Strategically, Sadr called a cease-fire at the right time: practically synchronized to get the maximum political benefit while preserving his military capabilities. Again, it is a lesson he learned from recent experience. In 2004 Sadr's militia was severely damaged in fighting with American soldiers and Marines. In the process, however, Sadr became a symbol of Shi'ite resistance to the U.S. military occupation and parlayed that reputation into a seat at the political table. And so now, just when it appeared that he might be marginalized again, the Iraqi government has burnished Sadr's image as a leader who defies the United States and an Iraqi government that refuses to eject U.S. troops.




http://www.time.com/time/world/article/0,8599,1726763,00.html

Frankg
04-02-2008, 07:52 PM
Bill

So when are you going to join "Mookie's" crew, he apprarently seem's to be your new "hero" ,maybe you can carry thier ammo or be their embedded videographer, maybe Moqtada al-Sadr will let you write his biography and produce it on PBS

Sadr is finished , he's still in exile in Iran and his Mahdi Army , contrary to certain bias reports, was thououghly defeated by the Iraqi Army and with very little asssistance from the US military http://www.longwarjournal.org/archives/2008/03/mahdi_army_taking_si.php

Moby
04-02-2008, 11:08 PM
So even you admit that the Iraqi army needed US support.
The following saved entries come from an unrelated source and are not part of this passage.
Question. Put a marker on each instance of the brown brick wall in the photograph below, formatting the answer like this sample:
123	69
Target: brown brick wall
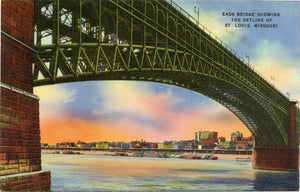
17	20
20	149
33	182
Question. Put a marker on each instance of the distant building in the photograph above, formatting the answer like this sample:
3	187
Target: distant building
102	145
236	136
245	143
125	145
225	144
207	139
222	139
178	145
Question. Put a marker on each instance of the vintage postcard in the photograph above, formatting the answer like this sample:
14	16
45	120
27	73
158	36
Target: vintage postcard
150	95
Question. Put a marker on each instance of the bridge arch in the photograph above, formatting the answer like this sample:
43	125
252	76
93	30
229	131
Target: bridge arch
163	45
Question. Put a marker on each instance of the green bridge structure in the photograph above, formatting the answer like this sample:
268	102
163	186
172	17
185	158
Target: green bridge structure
148	40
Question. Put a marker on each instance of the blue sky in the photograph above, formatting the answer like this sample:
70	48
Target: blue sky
123	110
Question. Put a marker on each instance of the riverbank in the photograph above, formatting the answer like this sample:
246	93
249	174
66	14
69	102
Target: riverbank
229	157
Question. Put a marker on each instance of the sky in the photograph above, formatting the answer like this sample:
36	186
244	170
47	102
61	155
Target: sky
134	110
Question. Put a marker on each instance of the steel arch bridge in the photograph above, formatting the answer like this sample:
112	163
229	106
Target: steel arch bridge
153	40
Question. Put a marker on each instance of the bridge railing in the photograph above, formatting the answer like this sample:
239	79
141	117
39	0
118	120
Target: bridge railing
215	37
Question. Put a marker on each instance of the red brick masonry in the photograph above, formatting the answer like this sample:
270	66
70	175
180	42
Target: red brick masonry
26	182
20	152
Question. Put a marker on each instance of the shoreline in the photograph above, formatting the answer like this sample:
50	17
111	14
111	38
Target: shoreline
228	157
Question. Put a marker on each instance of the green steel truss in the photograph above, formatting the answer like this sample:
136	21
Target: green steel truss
152	40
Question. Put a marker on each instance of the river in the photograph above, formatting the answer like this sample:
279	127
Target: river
113	173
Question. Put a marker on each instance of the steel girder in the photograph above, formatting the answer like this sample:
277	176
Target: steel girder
152	40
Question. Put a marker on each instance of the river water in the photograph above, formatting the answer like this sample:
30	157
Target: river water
111	173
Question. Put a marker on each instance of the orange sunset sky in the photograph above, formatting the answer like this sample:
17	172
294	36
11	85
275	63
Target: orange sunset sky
128	110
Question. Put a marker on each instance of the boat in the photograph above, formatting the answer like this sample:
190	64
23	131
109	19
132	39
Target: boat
70	152
120	154
190	156
248	159
213	158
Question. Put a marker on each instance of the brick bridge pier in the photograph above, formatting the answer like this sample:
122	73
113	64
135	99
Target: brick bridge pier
20	152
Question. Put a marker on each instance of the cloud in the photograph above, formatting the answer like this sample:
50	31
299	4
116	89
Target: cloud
54	97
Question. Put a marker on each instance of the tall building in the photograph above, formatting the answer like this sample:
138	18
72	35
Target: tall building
236	136
207	139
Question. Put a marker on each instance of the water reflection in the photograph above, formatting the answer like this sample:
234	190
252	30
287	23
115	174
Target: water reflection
276	181
106	173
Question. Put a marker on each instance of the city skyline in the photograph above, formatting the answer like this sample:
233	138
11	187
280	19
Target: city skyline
100	110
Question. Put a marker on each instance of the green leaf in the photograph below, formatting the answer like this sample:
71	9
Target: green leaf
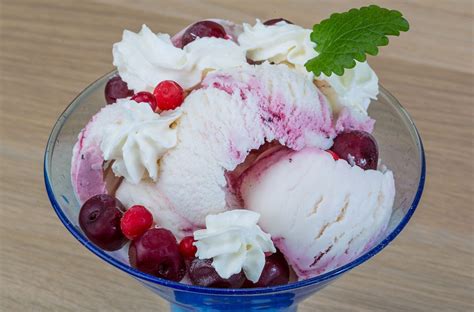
346	37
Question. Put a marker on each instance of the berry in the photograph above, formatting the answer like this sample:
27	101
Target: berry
99	218
358	148
275	272
202	273
276	20
334	155
202	29
135	221
145	97
115	89
168	94
156	253
186	247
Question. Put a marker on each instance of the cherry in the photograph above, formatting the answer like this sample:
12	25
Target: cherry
358	148
168	94
273	21
115	89
202	29
275	272
156	253
186	247
135	221
99	218
145	97
202	273
334	155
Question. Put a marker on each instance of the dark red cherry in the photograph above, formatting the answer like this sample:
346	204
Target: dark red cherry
202	273
357	148
99	218
202	29
115	89
156	253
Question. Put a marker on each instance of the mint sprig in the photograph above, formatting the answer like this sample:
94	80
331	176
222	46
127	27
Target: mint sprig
349	36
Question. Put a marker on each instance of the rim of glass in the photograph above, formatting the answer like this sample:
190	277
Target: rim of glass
218	291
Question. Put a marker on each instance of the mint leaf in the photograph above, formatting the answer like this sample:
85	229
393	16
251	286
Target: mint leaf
349	36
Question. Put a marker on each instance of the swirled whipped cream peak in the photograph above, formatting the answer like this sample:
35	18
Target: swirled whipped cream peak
235	243
237	167
277	43
144	59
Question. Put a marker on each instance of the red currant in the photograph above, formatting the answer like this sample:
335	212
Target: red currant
136	221
169	95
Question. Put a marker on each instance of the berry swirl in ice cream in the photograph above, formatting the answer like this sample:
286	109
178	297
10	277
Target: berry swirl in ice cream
225	156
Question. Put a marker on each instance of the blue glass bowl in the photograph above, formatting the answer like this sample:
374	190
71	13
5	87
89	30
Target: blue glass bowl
401	150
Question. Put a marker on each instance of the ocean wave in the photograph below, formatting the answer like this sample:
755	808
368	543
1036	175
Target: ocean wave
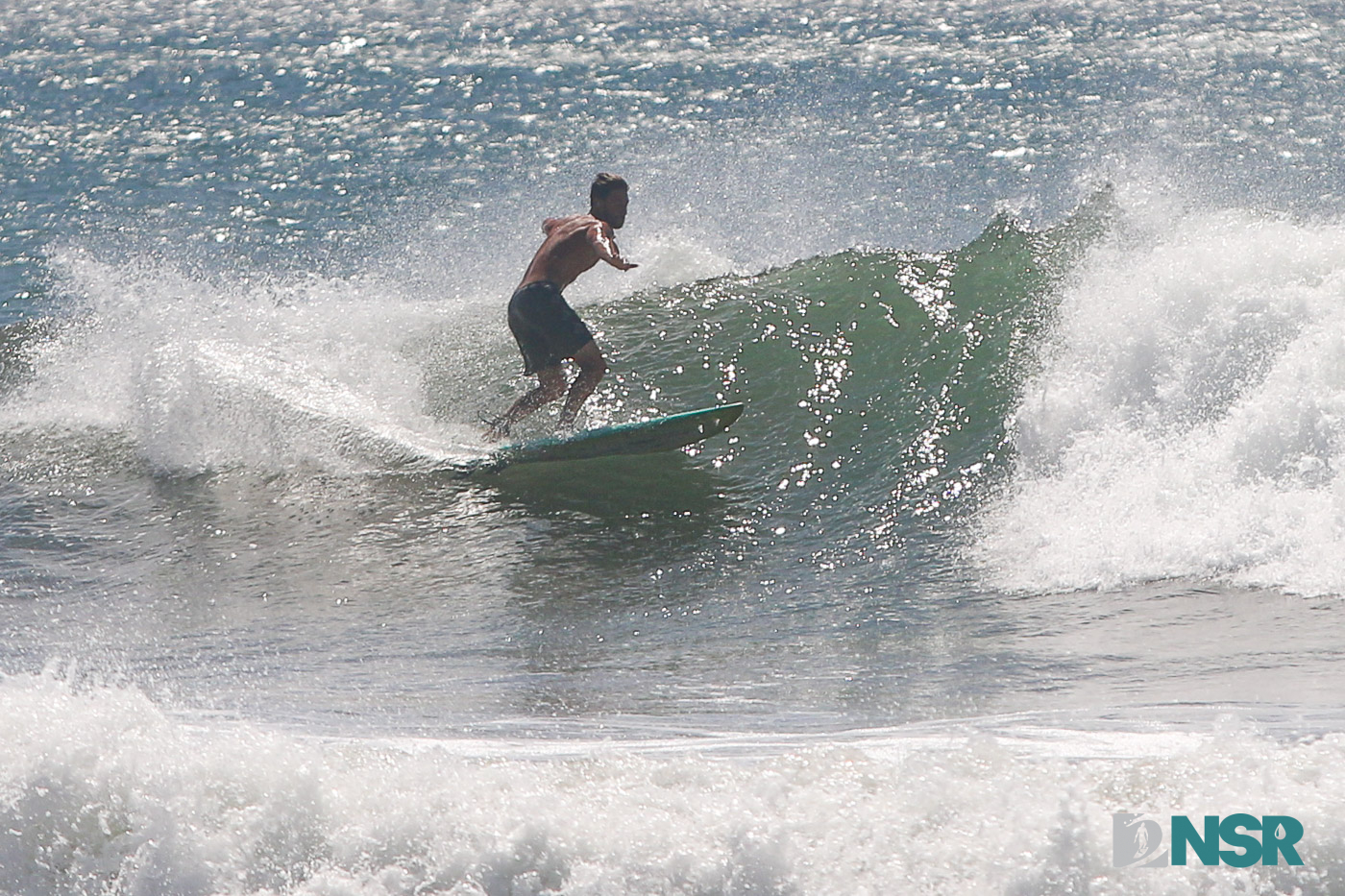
105	791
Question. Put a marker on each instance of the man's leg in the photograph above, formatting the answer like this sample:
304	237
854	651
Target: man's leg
592	366
550	385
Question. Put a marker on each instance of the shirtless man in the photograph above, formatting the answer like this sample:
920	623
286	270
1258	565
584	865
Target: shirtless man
547	328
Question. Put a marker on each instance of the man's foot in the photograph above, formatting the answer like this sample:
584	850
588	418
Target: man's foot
497	429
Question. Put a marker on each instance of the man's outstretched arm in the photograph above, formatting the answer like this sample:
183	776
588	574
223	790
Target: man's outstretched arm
600	237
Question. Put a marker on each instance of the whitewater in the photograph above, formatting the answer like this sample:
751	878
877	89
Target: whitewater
1035	516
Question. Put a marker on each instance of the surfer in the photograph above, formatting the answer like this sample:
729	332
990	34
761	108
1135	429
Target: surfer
545	326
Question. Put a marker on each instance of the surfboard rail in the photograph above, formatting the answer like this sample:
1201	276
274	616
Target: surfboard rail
635	437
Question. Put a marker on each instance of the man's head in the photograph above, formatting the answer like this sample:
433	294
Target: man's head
608	198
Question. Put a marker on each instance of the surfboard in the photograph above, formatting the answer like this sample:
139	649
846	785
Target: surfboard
639	437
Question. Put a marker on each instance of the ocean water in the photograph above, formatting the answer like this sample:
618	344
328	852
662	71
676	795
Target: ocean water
1035	514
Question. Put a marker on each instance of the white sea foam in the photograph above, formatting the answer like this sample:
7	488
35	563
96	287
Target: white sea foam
1189	416
205	375
101	790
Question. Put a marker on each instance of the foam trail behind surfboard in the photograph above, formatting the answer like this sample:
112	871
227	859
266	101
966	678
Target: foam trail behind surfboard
303	406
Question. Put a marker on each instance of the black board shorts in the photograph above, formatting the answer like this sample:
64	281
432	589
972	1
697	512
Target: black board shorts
545	326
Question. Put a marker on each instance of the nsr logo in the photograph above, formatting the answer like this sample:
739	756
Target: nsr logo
1138	841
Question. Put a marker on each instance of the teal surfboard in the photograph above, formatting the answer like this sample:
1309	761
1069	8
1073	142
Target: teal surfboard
641	437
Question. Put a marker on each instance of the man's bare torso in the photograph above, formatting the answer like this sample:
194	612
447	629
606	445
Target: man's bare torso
568	251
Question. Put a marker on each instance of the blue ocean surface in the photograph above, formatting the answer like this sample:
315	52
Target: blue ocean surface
1035	514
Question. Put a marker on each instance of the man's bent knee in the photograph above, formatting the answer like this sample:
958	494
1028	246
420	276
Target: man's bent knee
591	361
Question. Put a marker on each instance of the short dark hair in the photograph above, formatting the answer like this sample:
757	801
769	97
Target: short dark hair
605	184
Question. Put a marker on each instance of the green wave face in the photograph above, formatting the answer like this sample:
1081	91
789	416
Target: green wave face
877	382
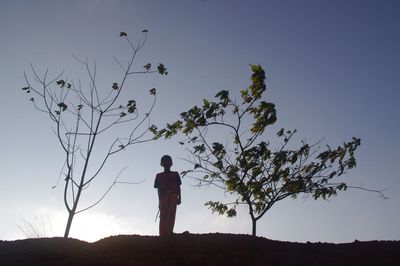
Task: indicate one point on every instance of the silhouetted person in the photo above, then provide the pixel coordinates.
(169, 195)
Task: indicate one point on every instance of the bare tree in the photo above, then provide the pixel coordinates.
(82, 115)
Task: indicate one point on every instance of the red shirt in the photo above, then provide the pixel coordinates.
(168, 181)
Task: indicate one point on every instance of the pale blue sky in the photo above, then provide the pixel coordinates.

Thanks for making Bill's case.

asroc
04-03-2008, 09:09 AM
Bill

So when are you going to join "Mookie's" crew, he apprarently seem's to be your new "hero" ,maybe you can carry thier ammo or be their embedded videographer, maybe Moqtada al-Sadr will let you write his biography and produce it on PBS

Sadr is finished , he's still in exile in Iran and his Mahdi Army , contrary to certain bias reports, was thououghly defeated by the Iraqi Army and with very little asssistance from the US military http://www.longwarjournal.org/archives/2008/03/mahdi_army_taking_si.php

uh, no. the iraqi forces had to be bailed out by british forces, al sadr has been seen in iraq since his "exile" into iran

http://en.wikipedia.org/wiki/Battle_of_Basra_%282008%29

Facing heavier-than-expected resistance in Mahdi Army strongholds, their offensive stalled and required Coalition air support to move forward. Following the battle the Maliki government was politically weakened and forced to agree to a set of demands from al-Sadr including legal and military immunity for the Mahdi Army and a release of its captured members.

http://www.npr.org/templates/story/story.php?storyId=89231774&ft=1&f=1001
http://www.reuters.com/article/homepageCrisis/idUSCOL144127._CH_.2400
http://www.mcclatchydc.com/iraq/story/32187.html

you're looney tunes

disrupter
04-03-2008, 09:27 AM
It shows that if forces within Iraq choose they will determine what goes on there.

The US even with all its heavy armaments & its puppet government simply aren't calling the shots there.

When will fools like Frankg get past their imperialist impulses?
I guess at the same time they stop enjoying rape.

Forcing Iraqis to do anything is simply political rape.